Lars H: The natural domain for an *n*-variable function is an *n*-dimensional hypercube, but working directly with that is difficult already for *n*=3. Karnaugh maps compresses two dimensions of the hypercube into one dimension of the table by using the observation that a 2-dimensional hypercube — a square — is also a cycle of length 4, so by changing

1-2 | | to -1-2-3-4- 4-3

in the drawing, one can depict an *n*-dimensional hypercube in *n*/2 dimensions. That way, things work well all the way up to 4 variables. In order to get further, one needs to employ an additional trick.

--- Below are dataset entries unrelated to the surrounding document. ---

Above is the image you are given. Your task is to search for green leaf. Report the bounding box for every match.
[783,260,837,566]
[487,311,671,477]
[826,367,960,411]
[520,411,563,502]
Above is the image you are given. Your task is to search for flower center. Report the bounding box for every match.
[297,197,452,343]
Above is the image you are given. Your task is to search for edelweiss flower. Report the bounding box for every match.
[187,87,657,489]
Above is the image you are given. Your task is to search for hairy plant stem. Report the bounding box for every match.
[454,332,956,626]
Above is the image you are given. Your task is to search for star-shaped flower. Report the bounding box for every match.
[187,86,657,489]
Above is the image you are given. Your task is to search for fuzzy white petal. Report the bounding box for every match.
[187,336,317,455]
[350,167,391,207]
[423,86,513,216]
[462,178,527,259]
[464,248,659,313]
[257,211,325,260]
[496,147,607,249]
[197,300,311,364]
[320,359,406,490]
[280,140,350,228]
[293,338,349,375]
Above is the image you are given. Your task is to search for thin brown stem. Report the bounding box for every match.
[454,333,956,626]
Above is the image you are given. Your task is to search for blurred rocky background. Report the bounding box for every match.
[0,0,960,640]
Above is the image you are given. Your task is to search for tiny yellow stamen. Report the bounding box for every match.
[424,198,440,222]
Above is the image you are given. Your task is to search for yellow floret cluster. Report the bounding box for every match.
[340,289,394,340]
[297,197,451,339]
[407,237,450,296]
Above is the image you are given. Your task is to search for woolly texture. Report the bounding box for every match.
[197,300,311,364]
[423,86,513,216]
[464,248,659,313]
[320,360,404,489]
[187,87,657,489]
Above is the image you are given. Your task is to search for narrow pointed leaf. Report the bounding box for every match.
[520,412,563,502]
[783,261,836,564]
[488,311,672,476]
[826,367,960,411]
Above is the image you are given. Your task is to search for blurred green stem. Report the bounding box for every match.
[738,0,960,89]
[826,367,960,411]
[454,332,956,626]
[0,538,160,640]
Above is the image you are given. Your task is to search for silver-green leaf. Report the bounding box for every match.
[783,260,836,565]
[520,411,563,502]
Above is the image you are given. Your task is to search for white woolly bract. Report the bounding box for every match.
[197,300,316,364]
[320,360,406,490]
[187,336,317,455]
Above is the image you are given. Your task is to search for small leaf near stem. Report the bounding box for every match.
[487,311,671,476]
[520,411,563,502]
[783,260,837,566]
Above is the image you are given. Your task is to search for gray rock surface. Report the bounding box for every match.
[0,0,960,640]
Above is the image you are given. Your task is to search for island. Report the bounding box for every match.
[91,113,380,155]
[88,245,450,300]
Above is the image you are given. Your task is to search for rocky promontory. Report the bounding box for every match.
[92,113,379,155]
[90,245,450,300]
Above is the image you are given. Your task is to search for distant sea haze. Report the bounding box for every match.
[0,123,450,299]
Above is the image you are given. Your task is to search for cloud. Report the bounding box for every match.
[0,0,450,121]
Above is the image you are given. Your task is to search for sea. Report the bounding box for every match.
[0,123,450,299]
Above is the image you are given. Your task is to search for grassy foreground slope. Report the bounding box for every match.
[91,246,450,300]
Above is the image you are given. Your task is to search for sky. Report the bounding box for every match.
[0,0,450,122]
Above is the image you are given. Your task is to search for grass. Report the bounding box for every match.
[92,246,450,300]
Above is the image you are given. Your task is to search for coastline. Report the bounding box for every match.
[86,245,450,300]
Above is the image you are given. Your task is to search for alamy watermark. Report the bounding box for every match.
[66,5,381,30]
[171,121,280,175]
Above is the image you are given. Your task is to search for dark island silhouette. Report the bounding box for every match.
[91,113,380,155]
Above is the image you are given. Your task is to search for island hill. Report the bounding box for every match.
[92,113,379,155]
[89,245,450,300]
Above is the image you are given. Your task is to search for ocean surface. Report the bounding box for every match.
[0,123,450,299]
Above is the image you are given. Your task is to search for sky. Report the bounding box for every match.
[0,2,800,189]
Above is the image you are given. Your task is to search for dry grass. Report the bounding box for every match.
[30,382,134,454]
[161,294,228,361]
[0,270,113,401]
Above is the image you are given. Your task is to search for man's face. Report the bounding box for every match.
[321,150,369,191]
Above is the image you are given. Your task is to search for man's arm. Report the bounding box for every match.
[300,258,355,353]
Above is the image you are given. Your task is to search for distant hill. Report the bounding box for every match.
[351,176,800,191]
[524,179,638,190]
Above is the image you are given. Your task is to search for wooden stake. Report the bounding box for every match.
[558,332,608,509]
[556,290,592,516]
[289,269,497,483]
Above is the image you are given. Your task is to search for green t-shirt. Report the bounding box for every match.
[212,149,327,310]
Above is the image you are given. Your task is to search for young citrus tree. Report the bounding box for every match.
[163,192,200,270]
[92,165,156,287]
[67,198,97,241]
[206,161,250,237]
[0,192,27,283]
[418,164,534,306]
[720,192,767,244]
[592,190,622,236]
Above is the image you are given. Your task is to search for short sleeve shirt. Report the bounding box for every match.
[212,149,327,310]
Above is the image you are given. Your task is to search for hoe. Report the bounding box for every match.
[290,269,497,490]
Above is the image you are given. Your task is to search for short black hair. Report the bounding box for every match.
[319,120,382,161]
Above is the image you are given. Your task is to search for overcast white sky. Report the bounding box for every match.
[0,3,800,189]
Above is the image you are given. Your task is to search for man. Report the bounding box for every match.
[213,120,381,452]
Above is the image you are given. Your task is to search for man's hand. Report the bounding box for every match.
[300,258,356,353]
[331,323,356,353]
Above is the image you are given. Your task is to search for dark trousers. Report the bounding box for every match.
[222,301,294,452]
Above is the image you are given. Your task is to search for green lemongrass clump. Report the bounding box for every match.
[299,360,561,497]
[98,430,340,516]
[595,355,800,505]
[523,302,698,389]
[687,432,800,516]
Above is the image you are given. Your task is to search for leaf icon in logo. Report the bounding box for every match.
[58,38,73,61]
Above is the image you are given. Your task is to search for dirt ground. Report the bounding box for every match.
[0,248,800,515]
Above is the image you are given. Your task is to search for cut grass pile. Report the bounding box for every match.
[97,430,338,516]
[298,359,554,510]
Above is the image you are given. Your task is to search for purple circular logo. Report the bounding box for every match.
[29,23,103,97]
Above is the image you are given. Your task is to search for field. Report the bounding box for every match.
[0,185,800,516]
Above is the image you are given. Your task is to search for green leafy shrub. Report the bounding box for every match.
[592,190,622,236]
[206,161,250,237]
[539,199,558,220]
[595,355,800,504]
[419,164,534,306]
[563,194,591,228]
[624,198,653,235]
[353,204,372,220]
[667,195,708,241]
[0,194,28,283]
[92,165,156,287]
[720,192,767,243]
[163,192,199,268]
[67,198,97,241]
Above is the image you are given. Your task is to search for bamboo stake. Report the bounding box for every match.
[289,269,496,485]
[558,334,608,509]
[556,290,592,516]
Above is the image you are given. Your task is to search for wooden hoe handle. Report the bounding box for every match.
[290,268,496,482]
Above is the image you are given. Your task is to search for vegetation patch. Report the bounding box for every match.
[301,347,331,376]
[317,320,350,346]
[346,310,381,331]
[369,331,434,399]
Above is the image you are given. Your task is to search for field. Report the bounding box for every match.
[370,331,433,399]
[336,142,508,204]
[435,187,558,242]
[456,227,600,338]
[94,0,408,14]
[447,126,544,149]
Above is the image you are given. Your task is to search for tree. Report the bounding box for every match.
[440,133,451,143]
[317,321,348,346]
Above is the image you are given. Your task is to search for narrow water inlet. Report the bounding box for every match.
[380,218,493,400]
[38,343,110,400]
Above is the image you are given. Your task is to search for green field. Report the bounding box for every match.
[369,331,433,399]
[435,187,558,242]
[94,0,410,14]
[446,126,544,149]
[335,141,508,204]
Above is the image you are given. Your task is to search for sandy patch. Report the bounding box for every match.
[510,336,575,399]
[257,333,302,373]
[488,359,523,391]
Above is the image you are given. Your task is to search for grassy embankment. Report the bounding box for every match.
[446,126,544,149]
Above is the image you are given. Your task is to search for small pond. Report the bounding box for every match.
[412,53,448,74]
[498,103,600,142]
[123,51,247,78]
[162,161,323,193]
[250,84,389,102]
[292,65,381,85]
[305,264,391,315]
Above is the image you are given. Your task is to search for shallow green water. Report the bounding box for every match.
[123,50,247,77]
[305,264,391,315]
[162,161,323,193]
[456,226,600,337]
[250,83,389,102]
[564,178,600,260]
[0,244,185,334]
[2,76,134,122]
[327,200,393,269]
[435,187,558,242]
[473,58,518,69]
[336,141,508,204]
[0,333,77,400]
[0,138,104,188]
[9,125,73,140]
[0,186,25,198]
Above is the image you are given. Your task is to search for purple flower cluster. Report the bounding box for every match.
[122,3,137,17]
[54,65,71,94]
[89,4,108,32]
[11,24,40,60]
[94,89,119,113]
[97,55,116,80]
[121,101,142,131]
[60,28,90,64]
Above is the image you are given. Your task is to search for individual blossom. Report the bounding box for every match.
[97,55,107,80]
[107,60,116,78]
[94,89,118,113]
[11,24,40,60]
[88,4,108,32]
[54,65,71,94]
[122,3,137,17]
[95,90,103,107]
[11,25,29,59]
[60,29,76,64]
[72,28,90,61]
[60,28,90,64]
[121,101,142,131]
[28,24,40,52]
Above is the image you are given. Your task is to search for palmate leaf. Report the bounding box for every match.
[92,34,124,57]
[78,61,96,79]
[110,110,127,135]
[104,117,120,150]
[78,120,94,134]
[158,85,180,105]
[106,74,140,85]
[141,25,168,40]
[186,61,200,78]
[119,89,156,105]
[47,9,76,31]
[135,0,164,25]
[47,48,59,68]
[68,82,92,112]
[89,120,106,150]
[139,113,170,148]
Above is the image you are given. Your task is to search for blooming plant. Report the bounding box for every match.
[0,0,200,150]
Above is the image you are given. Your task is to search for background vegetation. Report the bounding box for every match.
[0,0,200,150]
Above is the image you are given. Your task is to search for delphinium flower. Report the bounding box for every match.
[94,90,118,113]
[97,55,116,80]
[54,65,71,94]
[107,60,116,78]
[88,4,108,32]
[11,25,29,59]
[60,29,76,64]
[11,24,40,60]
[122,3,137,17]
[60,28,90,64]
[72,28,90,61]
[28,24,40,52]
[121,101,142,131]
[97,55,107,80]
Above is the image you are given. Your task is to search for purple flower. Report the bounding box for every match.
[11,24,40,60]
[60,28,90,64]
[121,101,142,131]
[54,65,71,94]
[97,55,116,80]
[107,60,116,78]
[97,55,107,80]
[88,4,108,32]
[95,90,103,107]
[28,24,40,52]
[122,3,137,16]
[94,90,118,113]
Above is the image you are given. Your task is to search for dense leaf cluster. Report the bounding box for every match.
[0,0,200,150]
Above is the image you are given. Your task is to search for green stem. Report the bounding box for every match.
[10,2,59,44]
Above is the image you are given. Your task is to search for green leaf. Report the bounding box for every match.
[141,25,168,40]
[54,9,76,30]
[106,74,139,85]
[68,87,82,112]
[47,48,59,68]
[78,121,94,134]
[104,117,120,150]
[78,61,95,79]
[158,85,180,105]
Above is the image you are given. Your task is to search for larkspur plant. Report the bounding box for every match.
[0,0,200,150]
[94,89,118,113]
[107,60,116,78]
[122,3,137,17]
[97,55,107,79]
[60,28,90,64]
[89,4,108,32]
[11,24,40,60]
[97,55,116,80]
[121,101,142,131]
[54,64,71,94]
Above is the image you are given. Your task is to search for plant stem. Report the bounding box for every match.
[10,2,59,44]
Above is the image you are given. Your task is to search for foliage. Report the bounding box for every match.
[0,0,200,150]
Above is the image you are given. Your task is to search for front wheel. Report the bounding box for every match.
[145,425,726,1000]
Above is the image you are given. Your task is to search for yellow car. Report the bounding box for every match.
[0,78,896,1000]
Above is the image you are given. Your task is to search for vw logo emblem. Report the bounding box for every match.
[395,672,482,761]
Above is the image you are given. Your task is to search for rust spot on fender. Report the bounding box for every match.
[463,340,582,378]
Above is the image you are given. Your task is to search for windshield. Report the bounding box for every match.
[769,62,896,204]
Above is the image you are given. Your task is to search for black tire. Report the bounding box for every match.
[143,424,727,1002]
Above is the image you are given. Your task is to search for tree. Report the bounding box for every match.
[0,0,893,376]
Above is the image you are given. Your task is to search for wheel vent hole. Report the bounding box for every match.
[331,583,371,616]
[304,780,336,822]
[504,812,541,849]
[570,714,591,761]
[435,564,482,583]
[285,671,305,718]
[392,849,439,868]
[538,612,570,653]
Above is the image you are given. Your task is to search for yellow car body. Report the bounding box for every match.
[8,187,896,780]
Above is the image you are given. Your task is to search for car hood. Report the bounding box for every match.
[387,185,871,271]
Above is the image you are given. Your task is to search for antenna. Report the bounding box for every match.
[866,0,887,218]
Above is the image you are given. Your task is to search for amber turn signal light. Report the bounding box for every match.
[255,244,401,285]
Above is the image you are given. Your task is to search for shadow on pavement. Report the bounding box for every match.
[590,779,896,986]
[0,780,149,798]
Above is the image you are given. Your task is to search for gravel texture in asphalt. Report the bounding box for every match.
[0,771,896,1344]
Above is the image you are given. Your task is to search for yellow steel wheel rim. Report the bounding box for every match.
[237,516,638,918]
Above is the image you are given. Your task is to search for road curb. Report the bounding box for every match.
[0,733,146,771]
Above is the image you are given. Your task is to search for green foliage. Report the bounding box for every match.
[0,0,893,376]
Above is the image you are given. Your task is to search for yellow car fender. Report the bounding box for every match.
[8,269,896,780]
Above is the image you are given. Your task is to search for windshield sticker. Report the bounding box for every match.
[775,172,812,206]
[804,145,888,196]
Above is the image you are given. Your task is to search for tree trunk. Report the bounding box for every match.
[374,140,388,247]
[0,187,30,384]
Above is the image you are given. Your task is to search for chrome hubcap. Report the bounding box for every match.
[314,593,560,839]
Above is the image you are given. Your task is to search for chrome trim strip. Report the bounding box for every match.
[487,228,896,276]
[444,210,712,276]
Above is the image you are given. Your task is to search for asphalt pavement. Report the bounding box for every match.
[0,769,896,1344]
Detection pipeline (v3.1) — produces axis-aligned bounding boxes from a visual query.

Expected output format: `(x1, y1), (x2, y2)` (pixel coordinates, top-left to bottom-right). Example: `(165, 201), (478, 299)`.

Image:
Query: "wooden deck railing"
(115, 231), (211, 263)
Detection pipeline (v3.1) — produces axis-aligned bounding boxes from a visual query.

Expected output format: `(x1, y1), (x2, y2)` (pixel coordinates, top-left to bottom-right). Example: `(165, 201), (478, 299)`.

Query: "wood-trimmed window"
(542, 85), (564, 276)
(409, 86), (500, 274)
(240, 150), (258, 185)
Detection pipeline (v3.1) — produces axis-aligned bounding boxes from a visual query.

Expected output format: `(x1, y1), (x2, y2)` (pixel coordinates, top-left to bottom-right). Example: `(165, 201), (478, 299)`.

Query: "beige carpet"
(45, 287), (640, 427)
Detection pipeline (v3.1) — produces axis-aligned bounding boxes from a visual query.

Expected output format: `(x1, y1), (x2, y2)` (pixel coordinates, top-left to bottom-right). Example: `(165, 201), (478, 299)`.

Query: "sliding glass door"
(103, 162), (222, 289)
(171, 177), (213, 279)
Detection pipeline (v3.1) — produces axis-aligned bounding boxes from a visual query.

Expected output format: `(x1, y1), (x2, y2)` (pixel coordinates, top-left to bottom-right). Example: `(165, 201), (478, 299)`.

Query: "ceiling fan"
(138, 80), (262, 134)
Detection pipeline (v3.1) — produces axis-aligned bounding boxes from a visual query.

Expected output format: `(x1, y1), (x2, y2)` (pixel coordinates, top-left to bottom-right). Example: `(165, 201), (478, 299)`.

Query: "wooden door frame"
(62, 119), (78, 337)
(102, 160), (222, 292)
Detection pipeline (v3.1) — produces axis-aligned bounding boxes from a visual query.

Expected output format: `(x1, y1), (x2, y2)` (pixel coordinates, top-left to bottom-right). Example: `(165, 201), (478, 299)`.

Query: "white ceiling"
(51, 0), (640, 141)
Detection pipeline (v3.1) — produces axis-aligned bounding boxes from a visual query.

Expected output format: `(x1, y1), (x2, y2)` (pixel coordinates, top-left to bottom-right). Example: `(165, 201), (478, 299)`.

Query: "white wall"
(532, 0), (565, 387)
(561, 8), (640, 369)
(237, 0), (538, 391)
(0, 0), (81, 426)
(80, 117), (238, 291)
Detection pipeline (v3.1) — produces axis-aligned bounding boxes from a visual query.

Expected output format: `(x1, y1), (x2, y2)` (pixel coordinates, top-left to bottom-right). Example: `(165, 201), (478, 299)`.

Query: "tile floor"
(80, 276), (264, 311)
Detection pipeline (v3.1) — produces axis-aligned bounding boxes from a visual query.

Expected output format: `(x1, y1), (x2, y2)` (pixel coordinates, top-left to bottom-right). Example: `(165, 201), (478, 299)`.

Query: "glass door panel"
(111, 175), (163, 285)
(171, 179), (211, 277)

AMG: In a Mahoney map, this kind of compression happens with every other pair of variables. Take the third table:

010 | 011 | 111 | 110 |

000 | 001 | 101 | 100 |

Replace the second variable (B) with don't-care:

0x0 | 0x1 | 1x1 | 1x0 |

0x0 | 0x1 | 1x1 | 1x0 |

The two rows are now the same, so drop one. Also drop the don't-care term and understand that the bit assignment is now CA:

00 | 01 | 11 | 10 |

Now compare with the second table, mentally substituting C for B as the first bit and flipping vertically to match your top-to-bottom convention:

00 | 01 |

10 | 11 |

See the resemblance? In the above two tables, replace 00 with 1, 01 with 2, 11 with 3, and 10 with 4 to get your two tables.

Why the vertical flip? I used bottom-to-top so that all-bits-zero would be in the lower-left corner, similar to the origin in the first quadrant of the Cartesian plane. But you used top-to-bottom, presumably to match conventional reading order. It doesn't matter which is used.